I’m sure some would’ve had courage to go without a scarf with a 4×6 inch section of hair shorn off, and I’d venture to say most would’ve had more self-confidence that I did too.
However, for me it was about feeling as put together as I could get and maintaining as much dignity as possible when I was out of the house. My scarves where how I accomplished that.
My first haircut post surgery, which happened to also be our 9th wedding anniversary on October 16, 2008 was a momentous day in my journey as a patient.
I had reached the milestone where enough hair had grown back that when the wind blew you didn’t see bare skull and I’d gained enough confidence to tuck my scarves into a drawer in my closet, mail countless more back to my mother who had generously let me borrow from her amazing collection and move on.
Those scarves have sat in a drawer for three years and with rare exception, have remained there. I’ve worn a few here and there as a belt or wrapped around my neck, but I simply couldn’t get past what they represented. As beautiful as they are, when I opened the drawer and looked at them, they only served to remind me of their intended purpose three years ago.
I’ve tried to rock the look of wearing one again and yet, no matter the effort, I emotionally could never get past how looking at myself in the mirror, with a scarf tied around my head, I felt sick again.

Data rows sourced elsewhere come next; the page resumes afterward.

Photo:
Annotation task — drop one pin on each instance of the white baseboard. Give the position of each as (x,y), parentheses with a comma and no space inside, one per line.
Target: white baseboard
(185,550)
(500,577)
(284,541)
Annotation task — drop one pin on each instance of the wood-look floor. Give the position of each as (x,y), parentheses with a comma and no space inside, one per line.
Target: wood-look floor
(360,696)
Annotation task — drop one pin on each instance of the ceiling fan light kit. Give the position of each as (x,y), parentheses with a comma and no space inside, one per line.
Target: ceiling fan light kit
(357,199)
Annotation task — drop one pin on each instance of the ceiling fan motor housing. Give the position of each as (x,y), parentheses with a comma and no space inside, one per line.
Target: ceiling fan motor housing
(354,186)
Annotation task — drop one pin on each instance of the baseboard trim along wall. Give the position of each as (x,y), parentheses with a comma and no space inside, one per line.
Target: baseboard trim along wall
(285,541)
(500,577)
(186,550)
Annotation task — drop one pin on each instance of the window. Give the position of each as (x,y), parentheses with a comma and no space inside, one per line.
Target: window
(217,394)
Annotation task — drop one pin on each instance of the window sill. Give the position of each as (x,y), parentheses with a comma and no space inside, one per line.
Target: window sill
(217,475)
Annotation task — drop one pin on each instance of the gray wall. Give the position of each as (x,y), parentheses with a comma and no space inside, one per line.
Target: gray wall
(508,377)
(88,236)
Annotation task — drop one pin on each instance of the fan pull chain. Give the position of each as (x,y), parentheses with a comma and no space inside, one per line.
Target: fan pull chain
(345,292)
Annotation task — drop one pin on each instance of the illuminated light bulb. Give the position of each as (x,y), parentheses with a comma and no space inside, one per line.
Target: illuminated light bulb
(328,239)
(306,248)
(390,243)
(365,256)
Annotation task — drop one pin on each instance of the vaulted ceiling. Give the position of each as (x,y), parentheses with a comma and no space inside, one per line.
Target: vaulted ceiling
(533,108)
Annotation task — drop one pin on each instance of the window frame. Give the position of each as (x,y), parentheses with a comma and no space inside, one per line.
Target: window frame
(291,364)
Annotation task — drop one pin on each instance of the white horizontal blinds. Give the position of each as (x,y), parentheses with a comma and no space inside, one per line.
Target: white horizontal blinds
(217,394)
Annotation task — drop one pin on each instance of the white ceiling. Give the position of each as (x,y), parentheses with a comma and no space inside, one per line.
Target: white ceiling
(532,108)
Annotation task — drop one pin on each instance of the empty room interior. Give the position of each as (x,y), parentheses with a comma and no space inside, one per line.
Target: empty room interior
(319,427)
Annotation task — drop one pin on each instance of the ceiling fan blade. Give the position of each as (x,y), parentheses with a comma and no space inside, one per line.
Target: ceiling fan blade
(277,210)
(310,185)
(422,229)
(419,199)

This past Sunday, the anniversary of our marriage and when I packed away those scarves, I found a little inspiration and dug one out.
As I stood in the closet, held it up, grabbed a straight pin from the pin cushion and looked cautiously in the mirror, I smiled.
This, I thought, I CAN do. This, will work and will not remind me of being a sick patient.
As a nursing mom to an infant, feeling less than beautiful, holding onto some unwanted weight and not looking my best, I’m as I was and felt three years ago (minus the baby). It’s fitting, timely and satisfying that I’m able to repurpose a piece of my past to fit into my future.
Even if it’s so ridiculously simple.